Professor Lorna Piatti-Farnell, an expert in film, media and pop culture studies at the Auckland University of Technology, tells the Front Page podcast that the idea of "originality" can sometimes be complex.
"Just because a film recalls something that's been done before or draws inspiration, it doesn't mean it's not putting forward its own interpretation, which does feel original," she says.
"Even if you look at Stranger Things, you may be recalling the narratives of the eighties but it's not the eighties and never will be."
"Even though there is a sense of nostalgia and some feelings of unoriginality in current popular culture, there is always a desire to write, a desire to produce and a desire to make. So in that sense, everything we do is original because we're doing it for the first time."

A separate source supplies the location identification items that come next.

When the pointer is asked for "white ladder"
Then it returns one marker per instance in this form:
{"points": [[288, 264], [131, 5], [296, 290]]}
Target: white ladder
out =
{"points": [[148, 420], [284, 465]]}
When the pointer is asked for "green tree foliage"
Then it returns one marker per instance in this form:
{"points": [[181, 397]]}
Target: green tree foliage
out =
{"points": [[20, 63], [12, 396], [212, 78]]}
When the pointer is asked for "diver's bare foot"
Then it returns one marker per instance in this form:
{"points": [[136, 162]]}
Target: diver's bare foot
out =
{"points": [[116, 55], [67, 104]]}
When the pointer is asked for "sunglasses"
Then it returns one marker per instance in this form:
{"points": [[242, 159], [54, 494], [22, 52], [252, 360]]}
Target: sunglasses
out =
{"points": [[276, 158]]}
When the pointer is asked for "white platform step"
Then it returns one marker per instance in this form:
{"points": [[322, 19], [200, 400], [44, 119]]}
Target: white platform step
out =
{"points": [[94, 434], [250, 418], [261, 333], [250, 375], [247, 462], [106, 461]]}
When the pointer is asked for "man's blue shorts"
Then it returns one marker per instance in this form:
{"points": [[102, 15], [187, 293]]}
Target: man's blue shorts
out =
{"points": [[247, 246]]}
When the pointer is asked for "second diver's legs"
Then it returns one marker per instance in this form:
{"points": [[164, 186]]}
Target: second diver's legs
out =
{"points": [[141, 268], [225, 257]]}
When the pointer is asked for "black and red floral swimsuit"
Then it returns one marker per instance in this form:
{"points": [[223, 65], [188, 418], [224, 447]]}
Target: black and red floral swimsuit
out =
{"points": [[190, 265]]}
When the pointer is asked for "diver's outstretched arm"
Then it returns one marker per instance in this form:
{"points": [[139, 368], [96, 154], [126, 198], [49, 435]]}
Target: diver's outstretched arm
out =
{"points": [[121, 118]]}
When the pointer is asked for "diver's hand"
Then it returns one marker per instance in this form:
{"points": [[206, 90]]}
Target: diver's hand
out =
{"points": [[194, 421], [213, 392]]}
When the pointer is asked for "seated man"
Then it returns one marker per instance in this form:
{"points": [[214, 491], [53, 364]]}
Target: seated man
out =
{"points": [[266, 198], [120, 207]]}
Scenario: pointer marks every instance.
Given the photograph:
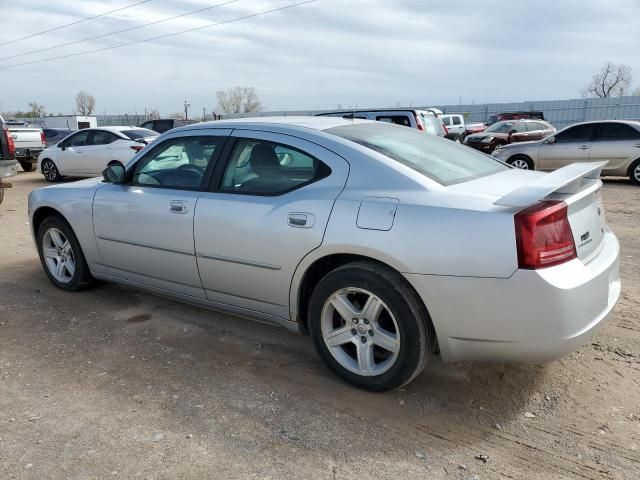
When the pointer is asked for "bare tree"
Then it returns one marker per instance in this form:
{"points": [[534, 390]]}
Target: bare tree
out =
{"points": [[612, 81], [85, 103], [238, 100]]}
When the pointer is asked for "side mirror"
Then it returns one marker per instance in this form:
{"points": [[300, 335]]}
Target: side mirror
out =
{"points": [[114, 174]]}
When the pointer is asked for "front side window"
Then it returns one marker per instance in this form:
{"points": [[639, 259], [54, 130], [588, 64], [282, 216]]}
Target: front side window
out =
{"points": [[440, 160], [617, 131], [261, 167], [579, 133], [177, 163]]}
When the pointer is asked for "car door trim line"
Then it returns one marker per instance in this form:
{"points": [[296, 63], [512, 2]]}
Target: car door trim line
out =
{"points": [[249, 263], [145, 245]]}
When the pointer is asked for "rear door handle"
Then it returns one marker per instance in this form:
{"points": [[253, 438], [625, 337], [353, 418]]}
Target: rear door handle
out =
{"points": [[178, 206], [301, 220]]}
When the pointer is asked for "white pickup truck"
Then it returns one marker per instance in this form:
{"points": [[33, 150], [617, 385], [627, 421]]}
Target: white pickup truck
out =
{"points": [[29, 141]]}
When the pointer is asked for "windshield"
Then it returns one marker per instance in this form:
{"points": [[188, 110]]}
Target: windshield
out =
{"points": [[439, 159], [500, 127], [139, 133]]}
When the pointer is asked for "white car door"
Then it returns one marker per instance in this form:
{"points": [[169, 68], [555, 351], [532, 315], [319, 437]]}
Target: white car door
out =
{"points": [[70, 158], [266, 210], [144, 228]]}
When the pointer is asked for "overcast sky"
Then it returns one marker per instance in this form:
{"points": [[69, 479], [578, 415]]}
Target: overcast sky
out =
{"points": [[348, 52]]}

Any changes to traditional casting moulds have a tendency to rile up some members of the fanbase, who then take their outrage online. Movie producers and writers thereby walk a thin line in evoking nostalgia - and then pulling away from all its familiar comforts.

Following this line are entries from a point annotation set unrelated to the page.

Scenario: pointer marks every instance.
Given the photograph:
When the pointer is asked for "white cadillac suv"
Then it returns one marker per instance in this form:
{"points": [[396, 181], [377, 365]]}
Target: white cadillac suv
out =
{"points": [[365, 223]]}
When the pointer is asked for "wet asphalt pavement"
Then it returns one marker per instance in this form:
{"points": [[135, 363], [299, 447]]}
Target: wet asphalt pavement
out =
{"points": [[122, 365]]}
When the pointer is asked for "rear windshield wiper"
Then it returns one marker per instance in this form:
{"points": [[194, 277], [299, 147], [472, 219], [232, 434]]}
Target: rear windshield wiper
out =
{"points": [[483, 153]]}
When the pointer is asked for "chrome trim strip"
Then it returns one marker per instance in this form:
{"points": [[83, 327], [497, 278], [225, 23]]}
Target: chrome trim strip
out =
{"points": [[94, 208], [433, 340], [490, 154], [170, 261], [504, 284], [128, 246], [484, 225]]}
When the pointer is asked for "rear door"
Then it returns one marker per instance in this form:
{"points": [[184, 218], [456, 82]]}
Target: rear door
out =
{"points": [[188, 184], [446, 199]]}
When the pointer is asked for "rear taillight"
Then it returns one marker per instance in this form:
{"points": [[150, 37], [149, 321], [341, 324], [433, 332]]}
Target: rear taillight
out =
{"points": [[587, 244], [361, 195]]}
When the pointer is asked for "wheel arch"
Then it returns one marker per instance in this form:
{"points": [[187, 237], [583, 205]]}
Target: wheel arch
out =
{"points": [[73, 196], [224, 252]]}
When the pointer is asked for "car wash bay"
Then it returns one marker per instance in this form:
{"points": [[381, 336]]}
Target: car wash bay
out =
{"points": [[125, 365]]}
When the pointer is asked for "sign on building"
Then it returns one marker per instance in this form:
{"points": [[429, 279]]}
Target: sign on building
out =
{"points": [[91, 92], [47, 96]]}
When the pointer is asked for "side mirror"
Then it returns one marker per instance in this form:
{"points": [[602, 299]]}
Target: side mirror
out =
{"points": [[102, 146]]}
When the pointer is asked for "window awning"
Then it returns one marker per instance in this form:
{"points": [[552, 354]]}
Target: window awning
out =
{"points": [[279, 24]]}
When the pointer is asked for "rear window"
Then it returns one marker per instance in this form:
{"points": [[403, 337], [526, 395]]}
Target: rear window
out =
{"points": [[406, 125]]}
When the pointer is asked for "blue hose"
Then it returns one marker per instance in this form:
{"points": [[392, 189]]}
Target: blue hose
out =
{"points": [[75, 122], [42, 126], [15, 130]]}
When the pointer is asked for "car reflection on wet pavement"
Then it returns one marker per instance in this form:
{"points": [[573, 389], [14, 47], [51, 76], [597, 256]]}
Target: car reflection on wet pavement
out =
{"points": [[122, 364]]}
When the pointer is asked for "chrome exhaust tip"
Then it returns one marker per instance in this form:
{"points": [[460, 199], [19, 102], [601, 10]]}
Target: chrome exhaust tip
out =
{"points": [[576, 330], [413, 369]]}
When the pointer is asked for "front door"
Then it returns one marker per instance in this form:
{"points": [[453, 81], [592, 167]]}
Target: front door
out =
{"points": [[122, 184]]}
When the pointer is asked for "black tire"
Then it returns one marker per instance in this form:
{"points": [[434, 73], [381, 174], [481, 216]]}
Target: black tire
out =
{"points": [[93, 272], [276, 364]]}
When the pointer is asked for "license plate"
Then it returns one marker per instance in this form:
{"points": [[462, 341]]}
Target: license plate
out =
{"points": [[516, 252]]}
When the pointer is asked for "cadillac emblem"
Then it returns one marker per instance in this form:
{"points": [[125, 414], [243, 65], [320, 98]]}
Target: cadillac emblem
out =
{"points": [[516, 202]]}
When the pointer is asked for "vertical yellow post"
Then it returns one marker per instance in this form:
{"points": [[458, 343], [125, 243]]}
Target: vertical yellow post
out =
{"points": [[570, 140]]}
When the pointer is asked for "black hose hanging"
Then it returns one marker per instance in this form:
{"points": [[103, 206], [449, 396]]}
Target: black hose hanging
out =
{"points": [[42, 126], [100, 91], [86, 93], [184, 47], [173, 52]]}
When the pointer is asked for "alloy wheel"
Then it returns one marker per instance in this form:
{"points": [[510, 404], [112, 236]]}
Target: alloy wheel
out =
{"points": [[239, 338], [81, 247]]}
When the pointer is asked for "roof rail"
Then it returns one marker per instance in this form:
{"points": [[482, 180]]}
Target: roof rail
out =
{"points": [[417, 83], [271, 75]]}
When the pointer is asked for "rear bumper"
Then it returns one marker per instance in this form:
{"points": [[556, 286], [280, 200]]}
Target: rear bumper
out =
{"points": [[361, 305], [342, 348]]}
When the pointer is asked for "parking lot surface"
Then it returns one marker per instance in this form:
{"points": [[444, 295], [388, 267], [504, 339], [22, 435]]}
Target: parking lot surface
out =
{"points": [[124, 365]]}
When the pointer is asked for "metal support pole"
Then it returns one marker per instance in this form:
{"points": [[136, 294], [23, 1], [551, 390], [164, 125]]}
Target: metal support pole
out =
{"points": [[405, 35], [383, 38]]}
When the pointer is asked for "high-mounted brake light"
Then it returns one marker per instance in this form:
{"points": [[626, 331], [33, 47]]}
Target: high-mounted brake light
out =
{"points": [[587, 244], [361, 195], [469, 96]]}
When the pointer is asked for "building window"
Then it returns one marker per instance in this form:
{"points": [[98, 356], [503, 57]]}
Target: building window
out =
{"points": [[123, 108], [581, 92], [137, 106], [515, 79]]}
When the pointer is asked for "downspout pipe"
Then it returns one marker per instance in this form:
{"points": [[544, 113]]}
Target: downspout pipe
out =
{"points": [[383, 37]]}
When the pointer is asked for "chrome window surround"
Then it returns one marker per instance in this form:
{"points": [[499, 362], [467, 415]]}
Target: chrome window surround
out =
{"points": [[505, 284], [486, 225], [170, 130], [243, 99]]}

"When you revisit something that has a very strong and vocal fan base, you need to take those fans into account," says Piatti-Farnell.

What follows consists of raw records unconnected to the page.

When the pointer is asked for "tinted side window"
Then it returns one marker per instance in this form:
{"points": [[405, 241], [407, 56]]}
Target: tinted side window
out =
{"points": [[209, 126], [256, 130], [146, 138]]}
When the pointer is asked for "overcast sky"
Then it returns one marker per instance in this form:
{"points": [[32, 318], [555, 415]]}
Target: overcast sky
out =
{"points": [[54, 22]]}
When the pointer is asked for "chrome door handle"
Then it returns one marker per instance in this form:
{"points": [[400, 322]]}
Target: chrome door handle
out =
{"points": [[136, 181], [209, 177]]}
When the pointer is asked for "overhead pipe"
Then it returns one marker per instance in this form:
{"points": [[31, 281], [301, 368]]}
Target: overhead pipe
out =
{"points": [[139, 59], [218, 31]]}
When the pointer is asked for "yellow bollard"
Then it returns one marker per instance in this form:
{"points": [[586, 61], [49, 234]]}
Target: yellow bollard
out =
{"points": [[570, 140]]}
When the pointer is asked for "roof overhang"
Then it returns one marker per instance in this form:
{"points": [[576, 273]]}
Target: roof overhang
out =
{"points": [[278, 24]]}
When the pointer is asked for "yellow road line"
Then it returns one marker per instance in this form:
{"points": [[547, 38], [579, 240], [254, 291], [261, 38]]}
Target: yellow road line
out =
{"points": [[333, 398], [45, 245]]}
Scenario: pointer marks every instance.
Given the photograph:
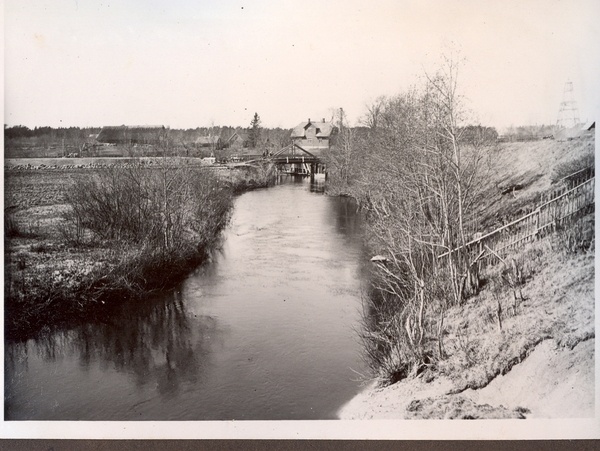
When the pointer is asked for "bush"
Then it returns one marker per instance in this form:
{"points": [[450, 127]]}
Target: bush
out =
{"points": [[159, 220]]}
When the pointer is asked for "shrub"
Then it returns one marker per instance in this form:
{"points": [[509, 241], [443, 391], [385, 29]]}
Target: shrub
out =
{"points": [[159, 220]]}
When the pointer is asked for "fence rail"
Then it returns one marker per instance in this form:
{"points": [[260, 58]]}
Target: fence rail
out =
{"points": [[556, 209]]}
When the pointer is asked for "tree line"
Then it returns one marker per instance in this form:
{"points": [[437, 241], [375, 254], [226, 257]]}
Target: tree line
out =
{"points": [[416, 168]]}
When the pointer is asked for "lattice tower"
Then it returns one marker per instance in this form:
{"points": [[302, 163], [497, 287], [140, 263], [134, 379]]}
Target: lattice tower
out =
{"points": [[568, 114]]}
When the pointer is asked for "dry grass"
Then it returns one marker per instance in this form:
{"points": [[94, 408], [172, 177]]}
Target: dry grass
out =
{"points": [[557, 303], [56, 275], [529, 168]]}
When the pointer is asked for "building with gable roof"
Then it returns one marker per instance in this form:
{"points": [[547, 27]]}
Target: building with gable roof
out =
{"points": [[313, 136]]}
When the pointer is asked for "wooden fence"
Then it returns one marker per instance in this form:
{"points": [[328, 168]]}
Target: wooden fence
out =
{"points": [[557, 209]]}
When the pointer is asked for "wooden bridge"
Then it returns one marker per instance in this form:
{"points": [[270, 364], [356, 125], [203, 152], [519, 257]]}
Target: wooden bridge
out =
{"points": [[292, 159]]}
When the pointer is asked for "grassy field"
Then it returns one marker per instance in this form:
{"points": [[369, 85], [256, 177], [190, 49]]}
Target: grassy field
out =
{"points": [[57, 273]]}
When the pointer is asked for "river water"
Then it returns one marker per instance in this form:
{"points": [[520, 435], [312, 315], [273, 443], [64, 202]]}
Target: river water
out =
{"points": [[266, 331]]}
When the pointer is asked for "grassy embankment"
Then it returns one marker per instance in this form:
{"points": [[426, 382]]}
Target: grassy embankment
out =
{"points": [[545, 292], [78, 241]]}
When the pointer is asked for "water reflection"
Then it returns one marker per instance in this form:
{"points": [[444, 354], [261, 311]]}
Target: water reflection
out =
{"points": [[153, 342], [265, 331]]}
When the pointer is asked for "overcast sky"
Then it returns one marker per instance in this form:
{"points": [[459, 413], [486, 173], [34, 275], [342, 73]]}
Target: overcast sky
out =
{"points": [[185, 63]]}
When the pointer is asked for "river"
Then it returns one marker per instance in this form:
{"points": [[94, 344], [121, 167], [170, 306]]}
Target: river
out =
{"points": [[265, 331]]}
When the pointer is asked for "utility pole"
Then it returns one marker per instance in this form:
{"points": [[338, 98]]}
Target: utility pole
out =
{"points": [[568, 114]]}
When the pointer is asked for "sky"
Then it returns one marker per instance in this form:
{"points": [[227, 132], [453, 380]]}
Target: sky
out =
{"points": [[185, 64]]}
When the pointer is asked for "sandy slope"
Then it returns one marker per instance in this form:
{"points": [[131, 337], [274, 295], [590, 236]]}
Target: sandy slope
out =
{"points": [[550, 383]]}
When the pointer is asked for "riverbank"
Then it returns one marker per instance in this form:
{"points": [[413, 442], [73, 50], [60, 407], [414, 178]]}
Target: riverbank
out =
{"points": [[540, 365], [58, 273], [524, 346]]}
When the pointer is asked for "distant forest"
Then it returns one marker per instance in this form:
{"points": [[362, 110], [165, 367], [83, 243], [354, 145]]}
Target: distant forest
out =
{"points": [[22, 141]]}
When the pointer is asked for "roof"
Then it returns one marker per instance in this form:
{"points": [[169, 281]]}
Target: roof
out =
{"points": [[242, 136], [130, 133], [323, 129]]}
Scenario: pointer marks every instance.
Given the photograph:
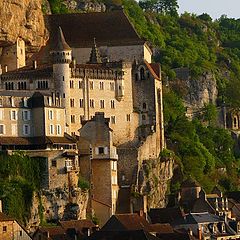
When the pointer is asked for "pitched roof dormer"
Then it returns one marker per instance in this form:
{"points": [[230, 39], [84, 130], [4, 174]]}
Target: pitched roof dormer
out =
{"points": [[95, 55]]}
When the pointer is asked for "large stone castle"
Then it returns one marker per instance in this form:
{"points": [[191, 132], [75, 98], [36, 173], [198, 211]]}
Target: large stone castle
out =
{"points": [[92, 64]]}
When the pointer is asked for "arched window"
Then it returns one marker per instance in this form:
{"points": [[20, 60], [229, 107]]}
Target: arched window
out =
{"points": [[144, 106], [235, 122], [136, 76], [142, 73]]}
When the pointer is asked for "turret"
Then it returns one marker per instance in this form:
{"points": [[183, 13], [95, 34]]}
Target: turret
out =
{"points": [[62, 57], [95, 55]]}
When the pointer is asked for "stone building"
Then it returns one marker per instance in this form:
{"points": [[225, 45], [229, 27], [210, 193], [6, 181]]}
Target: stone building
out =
{"points": [[11, 229], [98, 164], [93, 62]]}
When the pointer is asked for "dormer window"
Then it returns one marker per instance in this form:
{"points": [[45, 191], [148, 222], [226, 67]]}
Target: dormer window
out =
{"points": [[144, 106], [142, 73]]}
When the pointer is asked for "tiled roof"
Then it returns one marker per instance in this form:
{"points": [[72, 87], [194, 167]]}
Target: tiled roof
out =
{"points": [[194, 218], [161, 228], [109, 28], [77, 224], [122, 235], [120, 222], [35, 140], [4, 217], [28, 71], [55, 233], [165, 215]]}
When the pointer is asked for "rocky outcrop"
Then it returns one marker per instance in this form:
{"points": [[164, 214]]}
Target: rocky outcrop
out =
{"points": [[22, 19], [86, 6], [57, 204], [197, 90], [153, 182]]}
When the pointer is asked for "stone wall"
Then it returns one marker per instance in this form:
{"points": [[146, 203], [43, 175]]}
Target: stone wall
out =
{"points": [[26, 23], [57, 204]]}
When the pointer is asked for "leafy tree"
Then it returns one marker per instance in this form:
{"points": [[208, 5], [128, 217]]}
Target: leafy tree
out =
{"points": [[160, 6]]}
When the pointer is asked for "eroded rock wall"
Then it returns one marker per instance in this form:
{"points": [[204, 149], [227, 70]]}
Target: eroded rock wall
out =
{"points": [[22, 19], [57, 204]]}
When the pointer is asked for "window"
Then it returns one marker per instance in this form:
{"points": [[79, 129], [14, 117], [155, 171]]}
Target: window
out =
{"points": [[235, 122], [71, 102], [54, 163], [71, 84], [113, 119], [142, 73], [112, 86], [26, 129], [101, 103], [1, 114], [2, 129], [112, 104], [114, 165], [81, 118], [14, 129], [12, 102], [81, 103], [50, 114], [26, 115], [101, 85], [59, 130], [80, 84], [58, 114], [13, 115], [144, 106], [91, 85], [91, 103], [51, 131], [72, 118], [25, 102], [114, 180], [101, 150]]}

"Sometimes because of that nostalgic attachment, the revisited narrative will fail when compared to the old one. It will never be able to measure up. So whenever we have a remake, a sequel or even a prequel, we need to be very careful to balance updating the narrative and making it attuned to our contemporary context, while at the same time taking into account the expectations and feelings of the pre-existing audience."
The genre of cinema perhaps most gratuitous in the roll-out of remakes and sequels based on existing IP (Intellecual Property) can be found in films based on comic book characters.
Martin Scorsese famously referred to Marvel films as "theme park cinema", implying that it served no greater purpose than entertainment.
In a follow-up column for the New York Times, he would go on to explain that reliance on existing IP and the trend of remakes had led to the elimination of risk - which results in work that isn't creatively interesting.
"He was not the only one that said that, but he certainly had very strong opinions about it," says Piatti-Farnell, battling to hold back a chuckle.
"I would say that we need to exercise caution. Just because something is entertaining, it doesn't mean it's not meaningful. It doesn't mean it's not culturally and socially attuned to the time in which it's produced.
"While some people may have their opinions about these very entertainment-based productions, it doesn't mean that they don't have cultural relevance."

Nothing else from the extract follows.